Oflayarak üzerimdekileri çıkararak kendimi suyun soğukluğuna bıraktım. O adam için ağlamak, üzülmek ve dahası canımın yanmasını kesin olarak istememe rağmen, bu duyguların hepsini en üst seviyede yaşıyordum. Canım çok yanıyordu! Boğazımda düğümlenen yumruyla dudaklarımdan sessiz bir hıçkırık yükseldi.

Ağladım...

Bu sefer bana pis ellerini değen o adam için ağladım. Gözümün önünde ölmeseydi belki de bu kadar olmazdım. Doğru kelime üzülmek olacaktı ama o adam için bu kelimeyi kullanmam demek onu affettim demek olurdu. Ve ben o adamı asla affetmek istemiyordum. Bana yaşattıklarının izi her daim benimle olacakken olmazdı.

"Elif?" Azra'nın sesiyle suyu kapatarak kenardaki, kimin olduğunu bilmediğim bornozu üzerime geçirdim. Bu evden yakın zamanda gitmem gerekiyordu. Nasıl ve ne şekilde yaşardım, bu beni boğan evde?

"Buradayım," derken sesimi biraz yüksek tutarak iyiyim profili çizmeyi denedim. Saçlarımı da havluya sararak banyodan çıktım. Bileğimdeki sargılar ıslandığı için Azra'ya bakarken bir yandan da sargıları çıkarmak için ellerimle sargının ucunu kavlatmaya çalıştım. Ama ellerimin soğukluğuyla başarılı olamadım.

Azra, "Elif nereye gittiniz? Neler oluyor?" derken aynı zamanda yüzümü inceledi ve gözleri gözyaşlarımın yol olduğu yanaklarımda birkaç saniye sabit kaldı. "Sen ağlamışsın?" derken ansızın yanımda bitti. İki eliyle hafifçe kollarımdan tuttu ve yatağa doğru götürerek oturttu. "Anlat hadi bana? Anlat ki rahatla Elif..."

Gözlerimi sımsıkı kapatıp geri açtım. Nefesimi ciğerlerimi patlatmak istercesine içime çektim. "Azra... O var ya... o adam. Öldü," derken o anlar, o kurşunun silahtan çıkışı, kanlar... Hepsi ama hepsi gözlerimin önüne gelip beni bitirmek için üşüştü.

"Elif! Sen nereden biliyorsun?" Sesindeki korku benim korkumun yanında hiçbir şeydi.

"Gördüm! Yaşadım! Ve en kötüsü de tam karşımda, bir adımlık mesafede olması..."

Arkadaşım, "O hayvanı geberteceğim!" derken çoktan ayağa kalkmıştı. "Sana bunları yaşattığı için baştan o adamı gebertmek lazımdı! Lanet olsun! Nasıl gözünün önünce o pisliği gebertebilir!"
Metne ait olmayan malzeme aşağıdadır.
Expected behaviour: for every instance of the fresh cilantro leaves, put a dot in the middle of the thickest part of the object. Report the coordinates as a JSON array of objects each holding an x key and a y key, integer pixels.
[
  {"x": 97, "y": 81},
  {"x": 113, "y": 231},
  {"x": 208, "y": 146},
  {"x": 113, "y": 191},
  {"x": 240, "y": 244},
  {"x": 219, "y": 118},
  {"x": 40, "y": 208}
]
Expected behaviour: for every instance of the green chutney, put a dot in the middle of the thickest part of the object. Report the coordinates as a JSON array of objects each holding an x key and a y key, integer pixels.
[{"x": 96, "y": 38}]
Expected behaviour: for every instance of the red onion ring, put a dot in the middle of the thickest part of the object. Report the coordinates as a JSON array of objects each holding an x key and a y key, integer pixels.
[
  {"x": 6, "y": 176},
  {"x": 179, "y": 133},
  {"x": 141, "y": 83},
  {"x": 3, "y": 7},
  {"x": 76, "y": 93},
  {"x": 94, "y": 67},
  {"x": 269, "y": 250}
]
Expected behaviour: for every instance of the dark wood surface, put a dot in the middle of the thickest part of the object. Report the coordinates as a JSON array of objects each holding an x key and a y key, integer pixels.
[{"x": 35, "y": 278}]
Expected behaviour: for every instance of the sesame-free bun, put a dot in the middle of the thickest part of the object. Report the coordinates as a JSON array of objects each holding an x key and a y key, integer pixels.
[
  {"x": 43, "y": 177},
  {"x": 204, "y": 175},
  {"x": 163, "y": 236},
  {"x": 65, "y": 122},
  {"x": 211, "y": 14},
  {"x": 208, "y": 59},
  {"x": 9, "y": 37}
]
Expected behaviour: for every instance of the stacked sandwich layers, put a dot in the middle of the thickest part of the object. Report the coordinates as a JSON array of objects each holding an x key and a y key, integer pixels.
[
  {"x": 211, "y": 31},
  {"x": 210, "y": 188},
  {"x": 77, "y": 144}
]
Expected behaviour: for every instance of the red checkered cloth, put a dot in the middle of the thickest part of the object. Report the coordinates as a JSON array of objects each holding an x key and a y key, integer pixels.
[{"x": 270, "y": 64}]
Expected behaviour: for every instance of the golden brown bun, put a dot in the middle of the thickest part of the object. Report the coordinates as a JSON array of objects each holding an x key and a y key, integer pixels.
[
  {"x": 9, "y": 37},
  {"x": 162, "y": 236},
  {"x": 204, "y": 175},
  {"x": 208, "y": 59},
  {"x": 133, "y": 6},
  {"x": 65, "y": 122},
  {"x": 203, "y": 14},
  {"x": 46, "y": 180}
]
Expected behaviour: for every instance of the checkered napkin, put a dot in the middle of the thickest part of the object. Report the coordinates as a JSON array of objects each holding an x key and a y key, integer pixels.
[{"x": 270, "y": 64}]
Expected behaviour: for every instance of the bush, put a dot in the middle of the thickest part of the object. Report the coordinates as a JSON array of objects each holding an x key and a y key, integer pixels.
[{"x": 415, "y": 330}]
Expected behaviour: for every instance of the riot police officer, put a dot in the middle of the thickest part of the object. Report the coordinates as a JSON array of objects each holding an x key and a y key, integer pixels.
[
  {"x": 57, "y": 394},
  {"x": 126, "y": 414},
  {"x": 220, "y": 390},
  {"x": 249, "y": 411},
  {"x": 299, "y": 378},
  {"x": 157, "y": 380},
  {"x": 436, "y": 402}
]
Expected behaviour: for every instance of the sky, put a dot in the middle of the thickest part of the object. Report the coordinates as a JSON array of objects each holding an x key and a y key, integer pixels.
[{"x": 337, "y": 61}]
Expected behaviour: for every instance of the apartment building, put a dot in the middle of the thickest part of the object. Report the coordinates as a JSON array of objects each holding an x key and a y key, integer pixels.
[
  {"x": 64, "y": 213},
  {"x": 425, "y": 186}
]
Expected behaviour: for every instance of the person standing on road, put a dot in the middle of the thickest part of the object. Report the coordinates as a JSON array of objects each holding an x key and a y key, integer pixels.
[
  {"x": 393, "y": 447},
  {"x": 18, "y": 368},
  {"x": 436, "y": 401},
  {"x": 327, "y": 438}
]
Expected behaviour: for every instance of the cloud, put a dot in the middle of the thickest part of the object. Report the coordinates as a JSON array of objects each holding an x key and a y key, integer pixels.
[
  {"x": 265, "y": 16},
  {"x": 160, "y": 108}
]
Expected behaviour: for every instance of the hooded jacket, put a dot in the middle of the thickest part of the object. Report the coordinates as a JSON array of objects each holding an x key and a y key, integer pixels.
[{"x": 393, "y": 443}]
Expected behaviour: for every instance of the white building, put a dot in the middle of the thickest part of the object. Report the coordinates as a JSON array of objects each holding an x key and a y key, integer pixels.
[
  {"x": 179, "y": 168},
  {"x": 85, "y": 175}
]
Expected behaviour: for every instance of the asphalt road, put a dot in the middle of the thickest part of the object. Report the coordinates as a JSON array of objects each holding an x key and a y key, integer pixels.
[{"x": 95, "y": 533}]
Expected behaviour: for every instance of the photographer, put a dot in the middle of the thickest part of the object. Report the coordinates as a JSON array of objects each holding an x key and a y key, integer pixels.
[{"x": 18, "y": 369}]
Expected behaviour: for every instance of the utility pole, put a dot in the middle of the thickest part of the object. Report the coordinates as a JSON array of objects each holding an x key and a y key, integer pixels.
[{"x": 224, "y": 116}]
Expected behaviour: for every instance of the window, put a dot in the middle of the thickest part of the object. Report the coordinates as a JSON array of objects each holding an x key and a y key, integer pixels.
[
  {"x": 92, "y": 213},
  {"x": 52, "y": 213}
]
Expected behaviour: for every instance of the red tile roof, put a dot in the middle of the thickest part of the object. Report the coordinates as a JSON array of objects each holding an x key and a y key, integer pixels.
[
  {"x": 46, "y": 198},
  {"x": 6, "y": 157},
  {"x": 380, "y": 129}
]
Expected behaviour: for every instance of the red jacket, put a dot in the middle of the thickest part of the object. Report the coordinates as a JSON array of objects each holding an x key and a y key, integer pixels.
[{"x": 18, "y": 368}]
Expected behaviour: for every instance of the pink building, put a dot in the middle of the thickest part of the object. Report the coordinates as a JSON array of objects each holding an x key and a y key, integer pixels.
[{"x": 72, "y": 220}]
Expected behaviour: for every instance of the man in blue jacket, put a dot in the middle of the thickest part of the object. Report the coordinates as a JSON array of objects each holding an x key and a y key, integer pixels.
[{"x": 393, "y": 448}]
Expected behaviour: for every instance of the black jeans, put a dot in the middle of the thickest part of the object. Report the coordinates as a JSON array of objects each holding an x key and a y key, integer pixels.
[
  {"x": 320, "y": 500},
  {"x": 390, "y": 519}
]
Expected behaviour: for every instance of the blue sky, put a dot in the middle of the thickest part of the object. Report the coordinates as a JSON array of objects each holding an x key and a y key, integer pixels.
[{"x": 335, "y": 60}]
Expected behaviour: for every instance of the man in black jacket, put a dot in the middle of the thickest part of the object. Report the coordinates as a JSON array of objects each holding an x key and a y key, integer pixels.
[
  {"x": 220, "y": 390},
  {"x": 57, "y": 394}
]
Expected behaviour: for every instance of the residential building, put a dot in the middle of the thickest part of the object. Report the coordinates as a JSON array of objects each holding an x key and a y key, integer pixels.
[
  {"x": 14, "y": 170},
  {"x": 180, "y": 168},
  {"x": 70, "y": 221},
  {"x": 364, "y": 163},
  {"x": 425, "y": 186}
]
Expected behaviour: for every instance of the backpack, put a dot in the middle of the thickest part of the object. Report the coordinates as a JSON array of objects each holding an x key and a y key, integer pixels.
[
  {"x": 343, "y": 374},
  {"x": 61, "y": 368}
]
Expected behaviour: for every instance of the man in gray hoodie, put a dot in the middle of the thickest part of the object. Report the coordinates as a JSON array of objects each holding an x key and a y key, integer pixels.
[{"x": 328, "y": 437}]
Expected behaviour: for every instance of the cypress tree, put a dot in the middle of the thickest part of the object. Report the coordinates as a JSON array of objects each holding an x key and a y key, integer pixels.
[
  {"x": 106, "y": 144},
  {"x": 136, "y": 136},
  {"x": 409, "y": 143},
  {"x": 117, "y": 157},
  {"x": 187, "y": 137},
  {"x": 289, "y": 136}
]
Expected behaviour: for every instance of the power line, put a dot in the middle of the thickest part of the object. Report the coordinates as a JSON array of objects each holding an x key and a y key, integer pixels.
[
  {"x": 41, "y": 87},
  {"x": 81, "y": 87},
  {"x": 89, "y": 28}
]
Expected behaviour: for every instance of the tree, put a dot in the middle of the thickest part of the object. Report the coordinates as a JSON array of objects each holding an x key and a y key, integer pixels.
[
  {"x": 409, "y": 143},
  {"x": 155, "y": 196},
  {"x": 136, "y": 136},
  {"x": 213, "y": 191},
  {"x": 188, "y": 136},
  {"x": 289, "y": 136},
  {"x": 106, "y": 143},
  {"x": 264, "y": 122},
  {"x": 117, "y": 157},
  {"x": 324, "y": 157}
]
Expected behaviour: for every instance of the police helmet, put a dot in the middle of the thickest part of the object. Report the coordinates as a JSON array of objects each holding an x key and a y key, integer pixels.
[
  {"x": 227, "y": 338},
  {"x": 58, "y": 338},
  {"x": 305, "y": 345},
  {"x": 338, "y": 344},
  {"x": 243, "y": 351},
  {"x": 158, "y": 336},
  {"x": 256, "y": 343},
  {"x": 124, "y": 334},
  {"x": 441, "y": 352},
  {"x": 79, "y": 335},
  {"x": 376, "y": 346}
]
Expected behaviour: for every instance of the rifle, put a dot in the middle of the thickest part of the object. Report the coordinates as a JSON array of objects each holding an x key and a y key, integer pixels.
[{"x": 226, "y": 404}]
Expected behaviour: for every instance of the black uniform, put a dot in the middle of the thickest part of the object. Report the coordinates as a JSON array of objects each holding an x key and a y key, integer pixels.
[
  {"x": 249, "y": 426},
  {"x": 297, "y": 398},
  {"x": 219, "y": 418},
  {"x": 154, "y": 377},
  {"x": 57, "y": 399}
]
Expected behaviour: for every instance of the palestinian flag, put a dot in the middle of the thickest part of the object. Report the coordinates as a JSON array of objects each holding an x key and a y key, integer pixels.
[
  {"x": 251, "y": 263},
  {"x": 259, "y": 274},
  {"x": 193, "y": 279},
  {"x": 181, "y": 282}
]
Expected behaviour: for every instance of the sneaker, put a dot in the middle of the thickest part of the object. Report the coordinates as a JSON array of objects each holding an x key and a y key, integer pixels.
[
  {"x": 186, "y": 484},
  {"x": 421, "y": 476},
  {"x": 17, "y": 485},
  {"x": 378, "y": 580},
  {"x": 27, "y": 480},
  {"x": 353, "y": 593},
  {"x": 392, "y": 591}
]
Korkarak ayağa kalktım. Odanın kapısını bir hırsla açtığında ona yetişmek için bedenimi kendine getirerek koşmaya çalıştım. "Azra! Dur!" desem de inatçı beni dinlemedi ve merdivenlerden koşarak indi. Arkasından hemen hızlıca bende indim ve salona daldım.

Gördüğüm görüntüyle korkarak, Emir'in yakasına yapışmış Azra'nın koluna tutundum. Tutundum çünkü artık yorulmuştum. Bedenim yaşadıklarımı kaldıramıyordu. "Azra! Lütfen bırak!"

"Seni adi şerefsiz! Bu kızı rahat bırakacaksın, anladın mı beni? Elif ile bugün bu lanet evden gideceğiz ve sen bize engel olmayacaksın!" Emir, Azra'nın sözlerini hiç ama hiç etkilenmeden dinledi. Gözlerini gözlerime dikmiş sadece bana baktı. "Bakma kıza! Onu korkutuyorsun!"

Emir sakinlikle, "Orkun bu kızı al ve çık dışarı!" dedi gözleriyle beni boğarken. O an başıma neler gelecek diye düşünerek yutkundum.